Der Nationalrat beschließt am heutigen Donnerstag das Aus für die bedarfsorientierte Mindestsicherung und die Rückkehr zur Sozialhilfe. Diese soll vor allem für Menschen mit vielen Kindern und schlechten Deutschkenntnissen empfindliche Einbußen bringen. Beschlossen wird zudem die "Rettung" defizitärer Biomasse-Anlagen. Bei einem ersten Versuch war die Koalition am Veto der SPÖ im Bundesrat gescheitert.
Die Reform der Mindestsicherung wurde zuletzt leicht verändert: Nach heftiger Kritik finden sich im türkis-blauen Abänderungsantrag nun doch Ausnahmen für die Gewährung von Heizkostenzuschüssen sowie von Spenden vor. So wird klar gestellt, dass freiwillige Zuwendungen grundsätzlich nicht auf die Sozialhilfe angerechnet werden. Die Ausnahme: Diese Leistungen werden bereits für einen ununterbrochenen Zeitraum von vier Monaten gewährt oder erreichen ein Ausmaß, sodass keine Leistungen der Sozialhilfe mehr erforderlich wären.
Ebenfalls festgeschrieben wird, dass Heizkostenzuschüsse nicht angerechnet werden. Zudem wird klar gestellt, dass diese Zuschüsse, die allein der Abdeckung von Heizkosten gewidmet sind, auch weiterhin als Geldleistungen erbracht werden können.
SPÖ plant Misstrauensantrag, Landau appelliert
Vor Beginn der Sitzung zeigte sich die SPÖ widerspenstig: Sie kündigte an, die Sitzung auch dafür nutzen zu wollen, einen Misstrauensantrag gegen FPÖ-Chef und Vizekanzler Heinz-Christian Strache einbringen zu wollen. Von Kanzler Sebastian Kurz (ÖVP) wünschen sich die Sozialdemokraten per "Dringlicher Anfrage" ein Bekenntnis zur Bekämpfung von Rechtsextremismus in all seinen Formen. Kurz weilt allerdings in China, bei der Beantwortung der "Dringlichen" wird ihn Strache vertreten.
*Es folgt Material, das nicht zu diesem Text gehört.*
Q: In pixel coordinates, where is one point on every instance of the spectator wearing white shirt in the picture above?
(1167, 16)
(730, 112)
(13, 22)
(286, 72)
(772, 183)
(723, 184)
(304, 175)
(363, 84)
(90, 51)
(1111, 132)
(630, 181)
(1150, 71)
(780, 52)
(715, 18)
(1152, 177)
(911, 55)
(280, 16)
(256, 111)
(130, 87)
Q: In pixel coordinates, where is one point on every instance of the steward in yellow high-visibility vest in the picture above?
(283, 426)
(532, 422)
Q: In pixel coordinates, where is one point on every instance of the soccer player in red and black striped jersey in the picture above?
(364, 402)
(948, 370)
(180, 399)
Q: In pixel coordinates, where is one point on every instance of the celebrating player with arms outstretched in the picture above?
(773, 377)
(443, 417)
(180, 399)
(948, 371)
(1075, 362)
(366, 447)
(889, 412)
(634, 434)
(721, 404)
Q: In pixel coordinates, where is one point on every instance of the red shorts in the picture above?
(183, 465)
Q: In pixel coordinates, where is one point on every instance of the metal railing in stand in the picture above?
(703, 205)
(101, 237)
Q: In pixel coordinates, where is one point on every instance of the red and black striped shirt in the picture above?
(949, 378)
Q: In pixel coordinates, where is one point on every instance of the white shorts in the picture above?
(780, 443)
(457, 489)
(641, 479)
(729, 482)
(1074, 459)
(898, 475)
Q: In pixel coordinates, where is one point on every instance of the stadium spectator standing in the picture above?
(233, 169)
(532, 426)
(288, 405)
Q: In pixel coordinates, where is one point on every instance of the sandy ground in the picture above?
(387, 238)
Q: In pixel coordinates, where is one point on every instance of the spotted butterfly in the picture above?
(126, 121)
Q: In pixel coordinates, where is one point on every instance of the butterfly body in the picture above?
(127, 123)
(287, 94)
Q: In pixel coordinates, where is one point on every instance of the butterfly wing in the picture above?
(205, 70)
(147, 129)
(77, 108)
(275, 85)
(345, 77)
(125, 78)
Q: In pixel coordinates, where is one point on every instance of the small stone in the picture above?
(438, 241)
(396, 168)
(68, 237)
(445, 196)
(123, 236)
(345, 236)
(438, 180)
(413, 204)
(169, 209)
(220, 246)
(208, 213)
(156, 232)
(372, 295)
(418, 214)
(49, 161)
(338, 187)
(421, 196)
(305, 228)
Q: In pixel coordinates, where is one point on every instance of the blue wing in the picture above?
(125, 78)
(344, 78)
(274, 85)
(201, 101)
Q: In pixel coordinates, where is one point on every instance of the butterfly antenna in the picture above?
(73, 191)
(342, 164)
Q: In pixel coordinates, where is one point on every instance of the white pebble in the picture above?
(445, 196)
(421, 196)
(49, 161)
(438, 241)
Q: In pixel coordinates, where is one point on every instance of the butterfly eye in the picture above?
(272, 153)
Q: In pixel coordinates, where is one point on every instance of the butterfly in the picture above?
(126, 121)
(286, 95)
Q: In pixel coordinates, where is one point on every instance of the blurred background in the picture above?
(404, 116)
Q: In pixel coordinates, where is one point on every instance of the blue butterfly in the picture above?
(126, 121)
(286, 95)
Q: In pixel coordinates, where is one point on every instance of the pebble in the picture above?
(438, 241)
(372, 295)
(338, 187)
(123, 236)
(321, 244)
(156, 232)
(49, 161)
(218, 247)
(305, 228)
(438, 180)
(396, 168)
Einen Appell an die Abgeordneten gab es indes von Caritas-Präsident Michael Landau. In einem offenen Brief bat er die Mandatare, dem neuen Sozialhilfe-Gesetz nicht zuzustimmen. In dem Schreiben warnte er neuerlich davor, dass dadurch Armut ver- und nicht entschärft würde. "Das Ziel jeder Reform muss sein, dass es den Menschen danach besser geht und nicht schlechter. Kinder- und Altersarmut müssen sinken, nicht steigen", schrieb Landau. Die ursprünglich geplanten Kürzungen für Menschen mit Behinderung und für ehemalige Strafgefangene oder der angedachte Abzug von Spenden seien zwar abgeändert worden, an den grundsätzlichen Problemen des Gesetzes ändere das aber nichts.
Statt Mindestbeträgen gibt es jetzt Höchstbeträge, statt einer Abdeckung der Lebenserhaltungs- und Wohnkosten nur mehr einen Beitrag dazu, so die Kritik. Zudem verschlechtere die geplante Sozialhilfe die Situation für kinderreiche Familien im Vergleich zur Mindestsicherung "massiv", so Landau: "Wer bei Kindern spart, spart an der Zukunft."